生徒ワークシートより抜粋(著作権の都合上加工しています)
生徒から意見を出してもらった後は、それらをまとめ、ファーストプライスオークションの解決すべき課題を探り明確にしていきます。その後、現実に発生している問題の例として“周波数オークション”を紹介しました。
周波数オークションがファーストプライスオークションで行われた場合、周波数を得るための費用が吊り上がる危険性があります。その場合、通信事業者の資金が減ってしまい、最終的に消費者の負担につながりかねません。これはまさに、ファーストプライスオークションの課題の1つといえるでしょう。
説明をしていくにつれ、「今学習している内容が、私たちの生活に直結しているのか!」ということに気付いた生徒が多く、非常に意欲的な反応をしていました。
オークション理論が現実の問題であることを学んだ後、Q2としてセカンドプライスオークションについて考えていきます。

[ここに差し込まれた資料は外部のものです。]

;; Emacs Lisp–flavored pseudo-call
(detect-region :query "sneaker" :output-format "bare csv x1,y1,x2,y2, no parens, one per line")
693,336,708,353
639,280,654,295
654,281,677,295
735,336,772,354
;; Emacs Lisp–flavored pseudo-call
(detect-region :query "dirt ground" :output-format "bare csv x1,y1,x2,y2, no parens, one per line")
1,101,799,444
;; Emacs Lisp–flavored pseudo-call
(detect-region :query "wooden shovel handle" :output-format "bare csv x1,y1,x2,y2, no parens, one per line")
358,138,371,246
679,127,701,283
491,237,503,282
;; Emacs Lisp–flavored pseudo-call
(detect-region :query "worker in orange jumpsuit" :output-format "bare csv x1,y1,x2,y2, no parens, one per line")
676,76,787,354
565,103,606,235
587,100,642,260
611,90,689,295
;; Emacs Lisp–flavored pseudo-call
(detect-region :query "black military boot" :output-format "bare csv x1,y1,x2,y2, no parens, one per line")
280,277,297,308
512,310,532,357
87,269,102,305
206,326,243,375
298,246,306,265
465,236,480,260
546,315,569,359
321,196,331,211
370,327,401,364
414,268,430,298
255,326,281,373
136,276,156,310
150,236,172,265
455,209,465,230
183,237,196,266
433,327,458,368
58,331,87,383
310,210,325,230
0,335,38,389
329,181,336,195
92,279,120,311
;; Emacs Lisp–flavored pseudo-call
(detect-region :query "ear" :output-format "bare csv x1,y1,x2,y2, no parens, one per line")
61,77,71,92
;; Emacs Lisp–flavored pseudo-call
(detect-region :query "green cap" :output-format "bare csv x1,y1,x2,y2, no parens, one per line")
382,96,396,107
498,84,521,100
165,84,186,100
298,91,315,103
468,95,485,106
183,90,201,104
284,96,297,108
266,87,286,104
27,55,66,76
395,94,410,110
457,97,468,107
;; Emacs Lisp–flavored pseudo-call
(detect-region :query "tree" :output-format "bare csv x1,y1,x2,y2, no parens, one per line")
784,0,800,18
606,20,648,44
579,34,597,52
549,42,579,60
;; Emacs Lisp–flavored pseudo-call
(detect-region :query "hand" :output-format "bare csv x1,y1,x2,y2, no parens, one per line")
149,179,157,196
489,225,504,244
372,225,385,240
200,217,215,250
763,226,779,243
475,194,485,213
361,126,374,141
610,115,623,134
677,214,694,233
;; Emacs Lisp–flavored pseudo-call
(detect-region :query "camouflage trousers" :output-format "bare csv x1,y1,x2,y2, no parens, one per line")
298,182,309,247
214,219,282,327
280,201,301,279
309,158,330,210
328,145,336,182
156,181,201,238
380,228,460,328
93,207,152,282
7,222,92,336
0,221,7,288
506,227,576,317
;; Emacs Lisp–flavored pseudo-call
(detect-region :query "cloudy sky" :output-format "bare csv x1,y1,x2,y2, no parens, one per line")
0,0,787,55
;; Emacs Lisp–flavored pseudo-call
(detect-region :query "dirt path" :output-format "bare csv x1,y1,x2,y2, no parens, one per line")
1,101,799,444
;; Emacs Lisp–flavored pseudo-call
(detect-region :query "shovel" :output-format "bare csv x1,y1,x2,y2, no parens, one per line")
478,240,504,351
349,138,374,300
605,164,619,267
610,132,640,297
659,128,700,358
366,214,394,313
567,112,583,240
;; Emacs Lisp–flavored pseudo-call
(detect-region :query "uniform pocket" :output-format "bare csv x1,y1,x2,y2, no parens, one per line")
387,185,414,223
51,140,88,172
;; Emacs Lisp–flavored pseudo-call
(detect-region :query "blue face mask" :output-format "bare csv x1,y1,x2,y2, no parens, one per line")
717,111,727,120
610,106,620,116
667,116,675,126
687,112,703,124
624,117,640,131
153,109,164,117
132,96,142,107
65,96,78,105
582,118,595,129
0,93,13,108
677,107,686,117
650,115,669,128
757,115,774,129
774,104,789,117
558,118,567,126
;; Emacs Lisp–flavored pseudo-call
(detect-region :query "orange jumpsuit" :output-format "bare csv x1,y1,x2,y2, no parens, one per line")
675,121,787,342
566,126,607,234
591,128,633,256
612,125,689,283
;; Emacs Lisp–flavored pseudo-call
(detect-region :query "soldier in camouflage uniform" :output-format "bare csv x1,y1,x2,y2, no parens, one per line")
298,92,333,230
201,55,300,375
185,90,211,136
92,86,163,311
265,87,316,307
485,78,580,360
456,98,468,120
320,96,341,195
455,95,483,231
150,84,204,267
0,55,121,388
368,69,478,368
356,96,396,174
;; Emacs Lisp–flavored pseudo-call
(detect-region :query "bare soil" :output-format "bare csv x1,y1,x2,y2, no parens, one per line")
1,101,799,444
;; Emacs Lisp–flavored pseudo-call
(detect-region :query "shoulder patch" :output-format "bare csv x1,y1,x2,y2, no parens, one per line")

生徒によって様々な意見が出たQ1に対し、Q2は多くの生徒が「評価額と同じ額で入札する」と良いということに気付いたようでした。
他の買い手の行動によって場合分けを行い、こちらの行動を設定していく考え方は、この時期にちょうど学習していた「場合の数・確率」と同じ考え方です。数学の授業で得た思考力は、現実の課題を解決する時にも活用できるということの良い例となりました。
今回の授業の目的の一つに、生徒に「相手の立場になって考えられるようになってほしい」ということがあります。
短絡的・衝動的に物事を判断してしまうと、他者と自分の両方にとって不利益を発生させてしまうことがあります。自分の都合だけではなく、他者の都合もきちんと認識し、自分のすべき行動を長期的・理性的に判断することで、その集団全体を幸せにすることができるのです。
晃華学園が掲げる「ノーブレスオブリージュ」は、こうした日々の取り組みから育まれていきます。